6. SERVICES FINANCIERS : CRÉNEAU ANCIIEN MAIIS FRANCHIISES RÉCENTES
Vendre des crédits immobiliers, des assurances, proposer des placements, restructurer des crédits, conseiller des investisseurs sont des métiers qui étaient jusqu’ici exercés par des courtiers en assurance, des cadres de banque voire des notaires. Plusieurs franchises ont attaqué ce créneau depuis trois ans. In & Fi, le leader avec une cinquantaine d’agences, s’est lancé sur un terrain déjà testé par le succursaliste CAPFI : vendre des crédits immobiliers au meilleur taux. Mais CAPFI vient à son tour de se lancer dans la franchise, imité par Meilleurstaux.com, surtout connu pour ses services web. Sur des créneaux un peu différents, Stratégie et Patrimoine et Coff proposent leurs services pour gérer au mieux son patrimoine et échapper au fisc. Une douzaine de réseaux se sont lancés, dont certains n’ont connu qu’une existence éphémère. L’application de la nouvelle législation LSF (Loi de Sécurité Financière) devrait contribuer à assainir ce marché. Pour se lancer, il est préférable de posséder une certaine compétence en matière de finance, d’assurance et de fiscalité. Le métier convient bien aux anciens cadres de banque et d’assurances.

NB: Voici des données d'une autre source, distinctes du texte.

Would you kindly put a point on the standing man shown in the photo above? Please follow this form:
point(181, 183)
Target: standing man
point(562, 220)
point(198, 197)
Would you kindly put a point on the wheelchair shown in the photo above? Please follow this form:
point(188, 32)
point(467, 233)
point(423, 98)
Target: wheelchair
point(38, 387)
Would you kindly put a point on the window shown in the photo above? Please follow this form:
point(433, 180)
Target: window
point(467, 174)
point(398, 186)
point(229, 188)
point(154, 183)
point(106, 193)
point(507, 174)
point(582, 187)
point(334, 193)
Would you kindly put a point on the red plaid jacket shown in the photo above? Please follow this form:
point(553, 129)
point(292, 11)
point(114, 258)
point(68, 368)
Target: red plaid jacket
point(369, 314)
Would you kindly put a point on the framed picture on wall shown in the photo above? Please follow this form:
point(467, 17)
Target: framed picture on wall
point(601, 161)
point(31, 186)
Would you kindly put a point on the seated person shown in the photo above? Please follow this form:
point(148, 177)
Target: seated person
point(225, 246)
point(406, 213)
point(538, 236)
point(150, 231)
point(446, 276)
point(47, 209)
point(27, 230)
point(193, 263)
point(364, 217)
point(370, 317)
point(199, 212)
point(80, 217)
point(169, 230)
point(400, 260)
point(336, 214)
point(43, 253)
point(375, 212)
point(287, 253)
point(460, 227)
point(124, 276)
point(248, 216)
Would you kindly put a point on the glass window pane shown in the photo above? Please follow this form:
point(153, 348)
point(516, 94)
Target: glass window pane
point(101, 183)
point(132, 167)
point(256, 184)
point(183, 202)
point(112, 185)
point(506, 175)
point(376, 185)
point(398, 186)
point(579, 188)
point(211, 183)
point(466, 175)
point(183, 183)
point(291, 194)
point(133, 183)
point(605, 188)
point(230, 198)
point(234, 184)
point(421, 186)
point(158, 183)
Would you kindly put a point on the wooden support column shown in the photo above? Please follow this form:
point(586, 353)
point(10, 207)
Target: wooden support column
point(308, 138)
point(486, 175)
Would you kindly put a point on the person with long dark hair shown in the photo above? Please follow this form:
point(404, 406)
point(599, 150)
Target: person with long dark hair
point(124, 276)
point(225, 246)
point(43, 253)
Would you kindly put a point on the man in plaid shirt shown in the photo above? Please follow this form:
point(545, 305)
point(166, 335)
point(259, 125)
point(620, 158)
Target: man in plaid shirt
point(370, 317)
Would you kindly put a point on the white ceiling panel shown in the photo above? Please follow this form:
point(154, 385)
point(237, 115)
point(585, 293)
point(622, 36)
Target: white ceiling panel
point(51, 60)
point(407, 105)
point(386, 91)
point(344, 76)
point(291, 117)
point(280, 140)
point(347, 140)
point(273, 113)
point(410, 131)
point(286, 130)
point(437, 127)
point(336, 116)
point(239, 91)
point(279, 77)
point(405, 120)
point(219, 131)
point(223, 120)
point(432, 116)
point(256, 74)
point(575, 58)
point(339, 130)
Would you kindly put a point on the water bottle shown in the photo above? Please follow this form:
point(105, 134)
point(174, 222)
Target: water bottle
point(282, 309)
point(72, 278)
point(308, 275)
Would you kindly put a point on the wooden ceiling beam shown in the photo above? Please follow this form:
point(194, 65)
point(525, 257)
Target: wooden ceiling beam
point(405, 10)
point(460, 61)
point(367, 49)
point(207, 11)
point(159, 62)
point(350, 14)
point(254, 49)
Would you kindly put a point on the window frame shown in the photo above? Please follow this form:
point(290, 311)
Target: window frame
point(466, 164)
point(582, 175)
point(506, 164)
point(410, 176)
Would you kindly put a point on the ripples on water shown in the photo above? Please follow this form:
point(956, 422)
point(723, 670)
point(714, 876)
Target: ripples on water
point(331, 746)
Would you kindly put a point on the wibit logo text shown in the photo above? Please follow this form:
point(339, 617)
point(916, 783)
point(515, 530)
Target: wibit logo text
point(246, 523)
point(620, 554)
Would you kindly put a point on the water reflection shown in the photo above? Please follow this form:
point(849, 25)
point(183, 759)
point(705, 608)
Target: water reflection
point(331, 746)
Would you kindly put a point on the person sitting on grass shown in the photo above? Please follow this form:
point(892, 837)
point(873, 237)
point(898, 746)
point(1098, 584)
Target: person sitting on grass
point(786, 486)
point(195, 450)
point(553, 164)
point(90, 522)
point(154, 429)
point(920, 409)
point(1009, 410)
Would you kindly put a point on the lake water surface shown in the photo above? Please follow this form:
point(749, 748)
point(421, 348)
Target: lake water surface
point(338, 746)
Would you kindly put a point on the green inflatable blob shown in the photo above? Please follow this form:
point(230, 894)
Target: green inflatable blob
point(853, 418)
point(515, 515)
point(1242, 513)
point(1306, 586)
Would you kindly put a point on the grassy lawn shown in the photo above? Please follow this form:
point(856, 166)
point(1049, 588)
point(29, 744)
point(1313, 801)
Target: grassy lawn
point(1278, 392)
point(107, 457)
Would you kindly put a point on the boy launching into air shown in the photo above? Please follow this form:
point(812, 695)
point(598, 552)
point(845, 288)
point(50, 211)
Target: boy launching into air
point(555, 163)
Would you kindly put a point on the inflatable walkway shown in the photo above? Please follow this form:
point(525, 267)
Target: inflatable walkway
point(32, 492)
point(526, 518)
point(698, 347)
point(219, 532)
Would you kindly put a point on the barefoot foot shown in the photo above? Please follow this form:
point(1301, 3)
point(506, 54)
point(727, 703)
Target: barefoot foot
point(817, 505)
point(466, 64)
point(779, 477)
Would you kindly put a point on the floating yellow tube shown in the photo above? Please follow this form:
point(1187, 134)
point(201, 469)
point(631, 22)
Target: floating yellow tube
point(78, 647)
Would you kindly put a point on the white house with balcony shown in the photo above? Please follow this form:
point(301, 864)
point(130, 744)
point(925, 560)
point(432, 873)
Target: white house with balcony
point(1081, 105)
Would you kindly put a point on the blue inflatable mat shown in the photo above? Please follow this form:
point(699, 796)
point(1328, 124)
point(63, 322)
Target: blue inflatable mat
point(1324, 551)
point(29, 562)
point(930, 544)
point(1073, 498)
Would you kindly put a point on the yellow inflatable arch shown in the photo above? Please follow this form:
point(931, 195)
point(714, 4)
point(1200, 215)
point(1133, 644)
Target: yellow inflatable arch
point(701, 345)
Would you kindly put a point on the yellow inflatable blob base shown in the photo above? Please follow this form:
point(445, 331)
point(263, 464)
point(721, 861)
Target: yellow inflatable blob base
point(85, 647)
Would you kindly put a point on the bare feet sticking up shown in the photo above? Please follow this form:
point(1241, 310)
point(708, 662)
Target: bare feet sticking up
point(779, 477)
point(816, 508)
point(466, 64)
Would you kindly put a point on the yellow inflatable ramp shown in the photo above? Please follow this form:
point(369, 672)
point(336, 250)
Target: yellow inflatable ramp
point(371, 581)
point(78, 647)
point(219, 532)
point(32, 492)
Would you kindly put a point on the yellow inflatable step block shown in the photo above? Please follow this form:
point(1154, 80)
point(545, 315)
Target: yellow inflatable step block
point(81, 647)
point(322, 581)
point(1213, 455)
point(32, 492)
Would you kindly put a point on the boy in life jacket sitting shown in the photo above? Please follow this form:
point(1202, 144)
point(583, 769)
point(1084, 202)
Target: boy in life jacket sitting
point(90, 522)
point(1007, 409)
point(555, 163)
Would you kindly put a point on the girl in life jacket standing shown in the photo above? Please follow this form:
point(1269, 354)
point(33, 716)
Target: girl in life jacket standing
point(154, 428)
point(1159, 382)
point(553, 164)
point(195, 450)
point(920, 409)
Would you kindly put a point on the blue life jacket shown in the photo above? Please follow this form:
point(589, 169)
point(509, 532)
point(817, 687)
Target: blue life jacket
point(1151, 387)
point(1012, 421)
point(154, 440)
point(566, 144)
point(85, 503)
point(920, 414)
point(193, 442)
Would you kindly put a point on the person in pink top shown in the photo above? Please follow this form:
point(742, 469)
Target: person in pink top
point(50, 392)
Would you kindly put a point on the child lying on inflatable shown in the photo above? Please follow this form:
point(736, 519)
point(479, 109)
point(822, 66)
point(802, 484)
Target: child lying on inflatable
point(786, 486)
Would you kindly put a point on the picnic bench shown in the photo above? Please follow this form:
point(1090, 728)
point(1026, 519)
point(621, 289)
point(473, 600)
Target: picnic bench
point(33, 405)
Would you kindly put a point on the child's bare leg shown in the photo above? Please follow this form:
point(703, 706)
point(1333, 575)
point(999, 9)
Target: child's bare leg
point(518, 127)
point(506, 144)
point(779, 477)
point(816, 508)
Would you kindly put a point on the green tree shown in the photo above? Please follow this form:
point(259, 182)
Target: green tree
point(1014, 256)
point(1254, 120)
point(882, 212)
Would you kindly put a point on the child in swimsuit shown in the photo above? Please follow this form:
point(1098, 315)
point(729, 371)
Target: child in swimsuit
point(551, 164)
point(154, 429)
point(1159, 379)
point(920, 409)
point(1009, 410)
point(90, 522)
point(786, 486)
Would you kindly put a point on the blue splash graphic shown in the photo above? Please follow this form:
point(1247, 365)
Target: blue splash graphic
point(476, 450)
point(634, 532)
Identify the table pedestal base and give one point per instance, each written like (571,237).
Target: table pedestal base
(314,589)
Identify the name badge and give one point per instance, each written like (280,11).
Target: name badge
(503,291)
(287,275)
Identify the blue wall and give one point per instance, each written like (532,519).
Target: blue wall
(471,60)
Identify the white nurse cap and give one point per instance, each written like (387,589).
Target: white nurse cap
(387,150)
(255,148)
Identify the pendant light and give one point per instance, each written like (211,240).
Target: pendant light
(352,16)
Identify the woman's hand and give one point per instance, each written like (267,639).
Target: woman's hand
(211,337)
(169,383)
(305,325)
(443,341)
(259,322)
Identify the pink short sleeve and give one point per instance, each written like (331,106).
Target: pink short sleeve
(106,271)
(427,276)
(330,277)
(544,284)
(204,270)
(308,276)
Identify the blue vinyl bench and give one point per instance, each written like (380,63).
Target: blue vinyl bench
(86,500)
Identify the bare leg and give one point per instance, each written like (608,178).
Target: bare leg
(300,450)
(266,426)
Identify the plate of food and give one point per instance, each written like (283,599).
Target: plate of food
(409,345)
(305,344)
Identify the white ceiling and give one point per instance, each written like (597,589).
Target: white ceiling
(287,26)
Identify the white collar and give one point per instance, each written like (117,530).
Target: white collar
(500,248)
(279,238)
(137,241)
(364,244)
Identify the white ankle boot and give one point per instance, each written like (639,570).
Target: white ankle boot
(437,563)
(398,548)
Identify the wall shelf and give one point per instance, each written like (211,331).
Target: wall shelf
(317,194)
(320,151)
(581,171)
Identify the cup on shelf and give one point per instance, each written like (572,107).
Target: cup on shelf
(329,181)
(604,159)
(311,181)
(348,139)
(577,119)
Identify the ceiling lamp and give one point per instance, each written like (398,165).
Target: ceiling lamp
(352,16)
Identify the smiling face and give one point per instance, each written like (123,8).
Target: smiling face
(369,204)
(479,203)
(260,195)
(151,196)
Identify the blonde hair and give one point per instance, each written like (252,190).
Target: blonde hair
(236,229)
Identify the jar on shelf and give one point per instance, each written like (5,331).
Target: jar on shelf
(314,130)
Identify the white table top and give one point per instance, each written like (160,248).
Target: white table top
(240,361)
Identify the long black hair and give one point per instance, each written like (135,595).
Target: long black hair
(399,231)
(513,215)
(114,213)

7. TROCS ET SOLDERIES : MULTIIPLIICATIION DES ENSEIIGNES
Appliquer les méthodes de la grande distribution à la vente d’objets d’occasion. Le créneau a été inauguré en France par Troc de l’Île, aujourd’hui leader incontesté qui a même réussi à exporter son enseigne. Avec un concept un peu différent, l’Australien Cash Converters a connu un développement rapide, jusqu’à ce que le réseau éclate et donne naissance à une multitude d’enseignes, telles Easy Cash, Cash Express, etc. Certaines ont déjà disparu comme Dexpocash. Plus récemment, La Trocante, concurrent du Troc de l’Île, a absorbé Eurocash et s’efforce de marier les deux formules, tandis que Cash Converters repart avec de nouveaux partenaires. Le marché existe incontestablement, mais il a connu un certain nombre de ratés car les réseaux ont voulu se développer trop vite pour occuper le terrain. La réussite dépend davantage du lieu d’implantation et des compétences du patron que de l’enseigne. En centre-ville, sur des surfaces moyennes, on a intérêt à se spécialiser dans la vente de produits a forte valeur ajoutée (hifi, video, informatique, montres, bijoux), comme le fait par exemple l’outsider Banco Direct. Un nouveau venu sur ce marché : Happy Cash qui lancé sa franchise en 2006.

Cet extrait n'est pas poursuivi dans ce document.